A few ideas, without too much detail:
1. A system of resources where luxuries are specialized coins, foods are specialized breads, and production resources are specialized hammers. Both specialized and unspecialized resources can be traded between cities, at some cost. Food trading is limited by tech (ie refrigeration) and access (ie roads and railroads). Probably about 3-5 movement points is the most realistic number.
Any resource can be normally used interchangeably with its supertype (both a unit of gems and a coin provide a coin for the coffers); however, production resources can provide special bonuses. An item may require 5 units of iron (only normal hammers can be provided with hurry production) in addition to 50 hammers. A unit may also allow 1 unit of marble to count for 2 hammers, for example. Foods and luxuries would still produce bonus crosses and happy faces, respectively; the first unit would provide one cross/happy, three would produce two, six would produce three, and so on. Thus, trade and diversity is important.

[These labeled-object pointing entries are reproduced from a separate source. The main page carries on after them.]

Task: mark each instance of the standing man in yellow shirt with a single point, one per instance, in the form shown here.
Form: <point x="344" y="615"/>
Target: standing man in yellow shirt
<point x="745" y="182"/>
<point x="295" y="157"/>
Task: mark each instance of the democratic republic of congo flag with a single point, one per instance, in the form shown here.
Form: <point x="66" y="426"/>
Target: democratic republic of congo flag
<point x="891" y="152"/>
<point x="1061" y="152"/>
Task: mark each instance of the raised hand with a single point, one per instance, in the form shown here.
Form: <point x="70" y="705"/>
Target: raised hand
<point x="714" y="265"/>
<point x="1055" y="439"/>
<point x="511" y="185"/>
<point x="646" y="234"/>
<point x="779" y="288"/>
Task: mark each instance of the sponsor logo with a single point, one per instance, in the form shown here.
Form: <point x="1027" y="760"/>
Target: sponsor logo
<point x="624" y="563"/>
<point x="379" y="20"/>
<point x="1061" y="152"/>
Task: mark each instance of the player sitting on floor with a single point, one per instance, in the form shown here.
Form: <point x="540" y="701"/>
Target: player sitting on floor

Power would also function as a resource, with transmission lines as a new tile improvement. Various buildings would require power, and various buildings (coal, oil, nuclear plants) and improvements (hydro plant, wave plant, solar plant, windmill) would generate it. Power could be traded between cities without merchants and at no cost, so long as power lines connect them.

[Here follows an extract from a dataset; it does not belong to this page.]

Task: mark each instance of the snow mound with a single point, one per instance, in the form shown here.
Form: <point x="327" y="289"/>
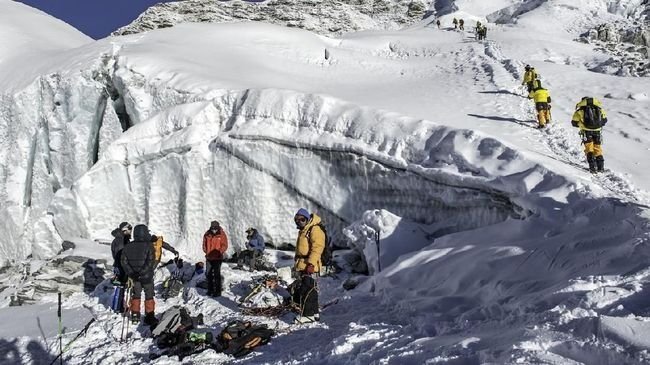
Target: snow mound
<point x="323" y="17"/>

2. Specialists would do more than just produce resources. They would serve more unique roles. For example, each type of specialist would provide beakers toward a related field (you would be allowed to select one civilization advance from each field to research, and further select one field as primary). Thus, a society with many priests will gain religion advances faster, while a society with many scientists will get science advances faster, and a society with many artists will get cultural advances faster. Specialists will consume gold, as per the culture (artist) and science (all) settings for the civilization. The additional abilities of each specialist are as follows (balancing may be required):
* Scientists: Add beakers to the primary advance, regardless of field.

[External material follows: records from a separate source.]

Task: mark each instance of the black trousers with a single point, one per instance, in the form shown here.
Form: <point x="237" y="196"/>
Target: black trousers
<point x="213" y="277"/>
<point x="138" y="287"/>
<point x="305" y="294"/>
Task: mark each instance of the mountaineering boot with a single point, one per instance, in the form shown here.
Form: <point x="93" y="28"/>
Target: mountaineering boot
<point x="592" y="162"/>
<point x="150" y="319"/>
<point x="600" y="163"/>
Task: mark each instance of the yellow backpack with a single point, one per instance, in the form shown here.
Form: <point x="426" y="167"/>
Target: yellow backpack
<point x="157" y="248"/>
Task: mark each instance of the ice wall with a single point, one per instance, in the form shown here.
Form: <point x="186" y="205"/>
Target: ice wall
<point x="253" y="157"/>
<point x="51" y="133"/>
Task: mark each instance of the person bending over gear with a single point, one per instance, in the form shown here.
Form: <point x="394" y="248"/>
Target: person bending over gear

* Artists: Produce culture.
* Merchants: Increase max number of trade routes, influence spread of corporations (see below).
* Priests: Produce a little of everything, and promote the spread of state religion to nearby cities, or all religions in the city in the case of free religion. Add a bonus to production of religious buildings and units.
* Militia: Add a bonus to production of military units. Grant XP to military units.
* Engineers: Decrease the cost of hurry production, grant a bonus to the production of wonders.
* Citizen: Adds one unhappiness (they lack formal employment or sense of control over their economic lives).
3. Corporations: Function similarly to religions. They have an HQ which collects profits from all factories in various cities. Each corporate factory also provides a "Blue Collar Job", a slot for a specialist that functions like a citizen, but with an additional hammer and minus the unhappiness (with Syndicalist labor civic, one happiness, but less gold produced). Economy civics strongly affect civ relations with corps the way religion civics do with religions. Primitive societies don't have corporations. Civics may favor national corporations (ie, with HQ in civ), ban all but national corporations, ball -all- corporations (state property), or allow multinationals to freely operate. Switching to state property and confiscating the property of corps HQed in other civs will create something of a diplomatic penalty for a while.
4. Robotic labor would be available very late in the game (getting close to the 2050 range). Such laborers would only be able to replace tile workers, citizens, or blue collar workers, and would consume power instead of food. Though they would not create unhealthiness or directly create crowding unhappiness, if there are not sufficient specialist positions for the displaced humans, the unemployed human citizens will create unhappiness.
5. Miscellaneous:
* Wonders should always provide culture for the civ that built them, even if it has long been wiped off the map.
* More near future techs, in a variety of fields.
* Enable creation of beakers through destruction of enemy units (ie, if the victorious civ does not have the tech required to build the unit). Buildings sold or pillaged also create beakers.
* UUs from Warlord Academies, instead of for civs. Leads to less balance overall, although if you get a souped up swordsman from a Warlord you get late in game, that could suck, and I have no idea what to do about generic Warlords. Wonders are an alternate route, and more easily balance.
* Differentiate between political and cultural borders.